Mr. Easterling said he had no proof of any Mexican military crossings.
“Our agents out there are seeing people dressed up and acting in a military-like fashion,” he said. “Whether they’re in any kind of official uniform or something they bought that may look like fatigues . . . I don’t know,” he said.
Chris Farrell, director of research for Washington-based Judicial Watch, interprets the data differently, claiming it reflects a serious deterioration in border security just over the bridge from El Paso, Texas.
“On the Mexican side of the border, all hell is breaking loose. That’s why [Ciudad] Juarez is under military occupation right now,” Mr. Farrell said.
“To discount this report trivializes a very grave warning,” said Mr. Farrell, whose organization won the report’s release by filing a lawsuit to force CBP to honor a Freedom of Information Act request for a copy.

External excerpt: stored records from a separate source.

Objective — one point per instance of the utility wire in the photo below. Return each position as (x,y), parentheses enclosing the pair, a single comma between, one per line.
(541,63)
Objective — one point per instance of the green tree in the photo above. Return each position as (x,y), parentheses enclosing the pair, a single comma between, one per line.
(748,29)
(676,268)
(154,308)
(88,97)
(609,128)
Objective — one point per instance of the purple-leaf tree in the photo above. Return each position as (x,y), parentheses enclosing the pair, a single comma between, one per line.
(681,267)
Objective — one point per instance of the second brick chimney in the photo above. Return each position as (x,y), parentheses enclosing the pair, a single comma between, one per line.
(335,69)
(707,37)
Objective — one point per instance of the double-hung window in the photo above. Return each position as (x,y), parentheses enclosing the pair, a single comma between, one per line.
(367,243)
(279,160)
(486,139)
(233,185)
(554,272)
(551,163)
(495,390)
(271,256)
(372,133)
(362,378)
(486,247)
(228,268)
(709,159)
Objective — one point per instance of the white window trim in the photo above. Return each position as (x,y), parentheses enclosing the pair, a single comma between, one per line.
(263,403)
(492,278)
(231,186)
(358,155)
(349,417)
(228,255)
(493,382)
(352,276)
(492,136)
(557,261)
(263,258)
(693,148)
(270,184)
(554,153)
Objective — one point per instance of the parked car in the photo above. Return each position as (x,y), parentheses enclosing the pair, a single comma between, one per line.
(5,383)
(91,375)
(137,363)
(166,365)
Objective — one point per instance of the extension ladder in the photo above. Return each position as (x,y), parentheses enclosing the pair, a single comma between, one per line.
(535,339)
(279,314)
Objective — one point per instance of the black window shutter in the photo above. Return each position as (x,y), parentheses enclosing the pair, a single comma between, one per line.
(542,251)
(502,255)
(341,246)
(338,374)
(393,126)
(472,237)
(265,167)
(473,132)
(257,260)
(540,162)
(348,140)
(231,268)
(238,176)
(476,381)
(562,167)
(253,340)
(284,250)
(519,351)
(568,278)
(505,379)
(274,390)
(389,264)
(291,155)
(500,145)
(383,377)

Mr. Farrell said he doubts the increase in border incursions cited in the report can be attributed entirely to better surveillance technology.
Mexican drug cartels, he said, pay corrupt officials to create diversions along the border to open other areas for smugglers.
“Hypothetically, improved technology might lead to better reporting,” Mr. Farrell said. “There’s probably a percentage of truth in that, but it’s highly speculative.”
The CBP report also showed a jump in violence against U.S. border personnel, a trend that Mr. Easterling said is troubling.
Violence against CBP officers and agents is up 167 percent at ports of entry and 23 percent outside them, the report said.
But in other sectors, such as San Diego, assaults on officers jumped 46 percent. Officers are now being equipped with body armor, helmets, shields and “war wagons” that have cages over the windows.